12. Disseminação das armas de massa.
"Armas hiperdestruidoras, nucleares e biológicas, tornam-se cada vez mais
fáceis de fabricar." Podemos, pois, antever chantagens de mafiosos e
fanáticos, ao lado do terrorismo actual.
13. Holocausto nuclear. A possibilidade
de aniquilação da humanidade está cada vez mais presente. Suponhamos armas
nucleares nas mãos de grupos terroristas e proliferação nuclear em países
instáveis.
14. "Singularidade"
tecnológica. É toda a problemática do transumanismo e do pós-humanismo, com as
NBIC (nanotecnologias, biotecnologias, inteligência artificial, ciências
cognitivas, ciências do cérebro) e a IA (inteligência artificial) forte -
voltarei proximamente à questão. "Cientistas sérios anunciam que, antes de
meados do século, o poder das máquinas interconectadas escapará aos humanos. As
consequências, até agora imprevisíveis, poderiam constituir a mais global das
ameaças, mas também a entrada numa era de potencialidades ilimitadas para o
bem-estar da espécie. Uma e outra são possíveis, pois cair-se-ia de repente no
totalmente inexplorado."
Nestes domínios, "a distância entre
o poder fulgurante das tecnologias e a irracionalidade dos que dele dispõem
constituirá o perigo dos perigos".
15. O ogro chinês. O centro de gravidade
da humanidade vira-se para o Oriente, com a China a tornar-se em breve a
primeira potência mundial. Consequências?
16. O fim do trabalho. Entre outras
consequências das novas tecnologias - pense-se na robotização crescente -, quem
tem pensado verdadeiramente no que vai significar uma sociedade sem trabalho? O
que antes poderia ser um sonho - viver sem ter de trabalhar - pode tornar-se um
pesadelo. "Realizar uma vida sem emprego remunerado e sem deprimir exigirá
tesouros de inventividade social. E um pôr em causa fundamentos da nossa ética.
Este poderia ser o maior desafio das democracias no século XXI."

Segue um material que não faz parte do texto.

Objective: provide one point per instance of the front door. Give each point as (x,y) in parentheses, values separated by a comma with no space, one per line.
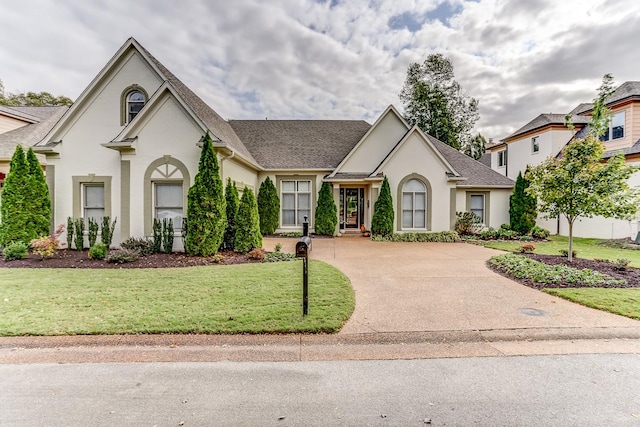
(352,213)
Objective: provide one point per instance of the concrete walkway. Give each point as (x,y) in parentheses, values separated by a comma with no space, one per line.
(413,300)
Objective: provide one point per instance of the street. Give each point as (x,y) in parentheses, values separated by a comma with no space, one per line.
(569,390)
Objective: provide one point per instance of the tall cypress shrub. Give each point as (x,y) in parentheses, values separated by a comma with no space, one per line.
(233,200)
(206,206)
(522,207)
(16,209)
(268,207)
(326,216)
(39,197)
(382,221)
(248,224)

17. Défice de sentido. O humanismo vive
hoje confrontado com um duplo desafio: o animalismo e o pós-humanismo.
Desgraçadamente, "a ciência agora progride à velocidade da luz enquanto a
sabedoria e o bom senso quase nada avançaram desde há cinco séculos."
Frente ao monopólio da razão
instrumental, com o materialismo e o consumismo, e o vazio existencial criado
pela falta de sentido, questão decisiva para o futuro é a do debate à volta da
finalidade humana e da transcendência.